Feature Discussion: Unicode encoder / decoder interfaces + implementation for UTF-8

Hi,

I’d like know if there community is interested in the following features for SDL:

An “Bytes (of a particular Unicode encoding) → UTF code points” decoder interface

An “UTF code points → Bytes (of a particular Unicode encoding)” decoder interface

Implementation for the UTF 8 encoding.

Remarks: By interface I mean the standard approach of a structs with pointers to functions akin to

typedef struct SDL_UnicodeDecoder {
  SDL_Error (*getCodePoint)(SDL_UnicodeDecoder*, Uint32* codePoint);
  ...
} SDL_UnicodeDecoder;

typedef struct SDL_UTF8UnicodeDecoder  {
  SDL_MyInterface parent;
  ...
} SDL_UTF8UnicodeDecoder;

SDL_Error SDL_UTF8UnicodeDecoder_create(SDL_UTF8UnicodeDecoder** decoder);

Furthermore, I’d be able to provide implementations for the UTF-8 encoding.

Rational: We cannot outrun internationalization in a non-opaque fashion forever.
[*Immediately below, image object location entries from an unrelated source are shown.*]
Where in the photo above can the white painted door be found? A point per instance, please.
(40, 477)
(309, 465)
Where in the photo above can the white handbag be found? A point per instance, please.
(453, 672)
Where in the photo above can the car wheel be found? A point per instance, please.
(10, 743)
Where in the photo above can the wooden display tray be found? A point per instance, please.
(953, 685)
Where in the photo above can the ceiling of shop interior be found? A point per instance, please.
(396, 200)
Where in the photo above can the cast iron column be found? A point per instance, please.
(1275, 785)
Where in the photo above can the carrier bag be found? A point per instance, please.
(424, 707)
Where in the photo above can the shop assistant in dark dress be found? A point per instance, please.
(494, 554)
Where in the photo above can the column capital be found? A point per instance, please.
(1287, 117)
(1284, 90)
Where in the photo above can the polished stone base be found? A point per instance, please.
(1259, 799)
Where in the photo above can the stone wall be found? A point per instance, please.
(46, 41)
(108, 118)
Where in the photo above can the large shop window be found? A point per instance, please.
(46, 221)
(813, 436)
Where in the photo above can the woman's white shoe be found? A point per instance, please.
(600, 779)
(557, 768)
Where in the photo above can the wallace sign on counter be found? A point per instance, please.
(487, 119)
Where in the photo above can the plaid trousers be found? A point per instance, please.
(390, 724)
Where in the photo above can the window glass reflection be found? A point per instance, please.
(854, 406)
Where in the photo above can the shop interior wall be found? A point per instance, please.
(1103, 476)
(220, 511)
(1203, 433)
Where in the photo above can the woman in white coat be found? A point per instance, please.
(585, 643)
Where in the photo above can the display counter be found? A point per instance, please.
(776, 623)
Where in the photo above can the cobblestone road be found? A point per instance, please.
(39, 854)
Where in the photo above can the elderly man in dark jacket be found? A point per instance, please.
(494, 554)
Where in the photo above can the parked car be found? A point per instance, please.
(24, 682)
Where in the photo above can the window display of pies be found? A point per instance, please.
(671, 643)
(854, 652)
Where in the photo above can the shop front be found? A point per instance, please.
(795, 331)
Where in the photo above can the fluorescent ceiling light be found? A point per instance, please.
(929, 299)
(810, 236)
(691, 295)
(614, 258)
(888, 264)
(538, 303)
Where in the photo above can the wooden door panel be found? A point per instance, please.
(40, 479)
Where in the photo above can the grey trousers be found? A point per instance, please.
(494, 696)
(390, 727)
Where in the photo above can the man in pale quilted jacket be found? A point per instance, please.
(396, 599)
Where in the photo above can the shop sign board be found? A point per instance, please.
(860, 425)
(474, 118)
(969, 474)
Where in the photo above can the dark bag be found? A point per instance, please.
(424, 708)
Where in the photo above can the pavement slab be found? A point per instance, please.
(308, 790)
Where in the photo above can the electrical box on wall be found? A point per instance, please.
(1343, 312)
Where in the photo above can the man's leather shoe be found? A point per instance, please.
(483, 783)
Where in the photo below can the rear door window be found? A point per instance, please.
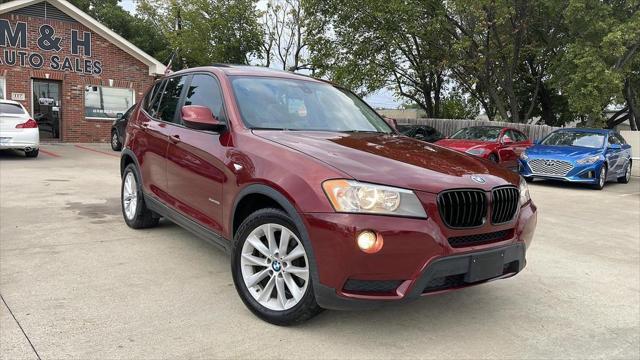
(620, 139)
(205, 91)
(154, 99)
(520, 137)
(170, 98)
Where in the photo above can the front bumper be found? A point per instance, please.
(20, 139)
(442, 275)
(587, 174)
(416, 255)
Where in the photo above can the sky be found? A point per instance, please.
(381, 99)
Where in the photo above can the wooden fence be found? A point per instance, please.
(450, 126)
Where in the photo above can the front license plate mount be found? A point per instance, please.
(485, 266)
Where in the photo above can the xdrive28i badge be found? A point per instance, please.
(478, 179)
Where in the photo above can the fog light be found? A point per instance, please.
(370, 242)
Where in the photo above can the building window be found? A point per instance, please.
(101, 102)
(3, 94)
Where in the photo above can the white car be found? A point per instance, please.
(17, 129)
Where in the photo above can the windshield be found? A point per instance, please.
(478, 133)
(285, 104)
(6, 108)
(574, 138)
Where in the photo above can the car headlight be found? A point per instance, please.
(351, 196)
(476, 152)
(524, 191)
(588, 160)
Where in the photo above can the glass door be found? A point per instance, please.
(46, 107)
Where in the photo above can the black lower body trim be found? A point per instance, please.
(197, 229)
(445, 273)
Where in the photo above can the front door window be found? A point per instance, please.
(46, 108)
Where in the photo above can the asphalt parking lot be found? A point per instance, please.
(76, 282)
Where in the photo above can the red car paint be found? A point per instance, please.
(506, 149)
(185, 168)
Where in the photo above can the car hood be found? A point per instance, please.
(463, 145)
(394, 160)
(561, 152)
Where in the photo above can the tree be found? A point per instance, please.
(368, 45)
(502, 53)
(599, 65)
(284, 24)
(204, 32)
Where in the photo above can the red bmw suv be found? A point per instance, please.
(320, 203)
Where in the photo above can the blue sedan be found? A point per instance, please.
(589, 156)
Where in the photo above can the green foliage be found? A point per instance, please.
(457, 106)
(519, 59)
(206, 32)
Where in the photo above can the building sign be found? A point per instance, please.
(18, 97)
(51, 46)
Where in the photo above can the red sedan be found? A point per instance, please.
(498, 144)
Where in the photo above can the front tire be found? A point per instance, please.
(271, 269)
(602, 178)
(116, 145)
(134, 210)
(624, 179)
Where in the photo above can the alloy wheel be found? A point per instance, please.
(130, 196)
(627, 174)
(275, 267)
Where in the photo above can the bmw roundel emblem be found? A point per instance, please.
(276, 266)
(478, 179)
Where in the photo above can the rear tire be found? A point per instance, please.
(270, 268)
(134, 210)
(116, 145)
(32, 154)
(602, 178)
(624, 179)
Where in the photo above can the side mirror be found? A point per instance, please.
(200, 118)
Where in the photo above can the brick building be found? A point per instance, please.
(73, 74)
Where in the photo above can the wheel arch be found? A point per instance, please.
(268, 192)
(128, 157)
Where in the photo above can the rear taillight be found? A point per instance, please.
(30, 124)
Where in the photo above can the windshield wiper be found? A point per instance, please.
(364, 132)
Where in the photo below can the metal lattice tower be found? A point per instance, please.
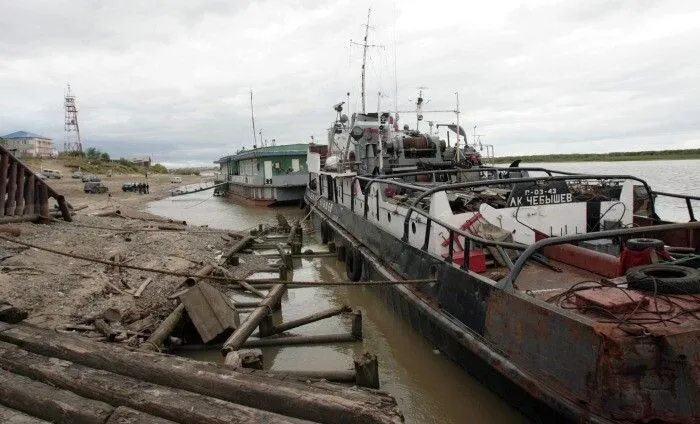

At some point, when dealing with e.g., file system abstractions or text rendering or even data access, then we at some point cannot always treat text as opaque “sequences of Bytes”. The foundations of all this is the ability to encode and decode Unicode text.

Let me know what you think of that.

Another forum in which you cannot fix typos. Anyway, obviously this should not be SDL_MyInterface but SDL_UnicodeDecoder.

typedef struct SDL_UnicodeDecoder {
  SDL_Error (*getCodePoint)(SDL_UnicodeDecoder*, Uint32* codePoint);
  ...
} SDL_UnicodeDecoder;

typedef struct SDL_UTF8UnicodeDecoder  {
  SDL_UnicodeDecoder parent;
  ...
} SDL_UTF8UnicodeDecoder;

SDL_Error SDL_UTF8UnicodeDecoder_create(SDL_UTF8UnicodeDecoder** decoder);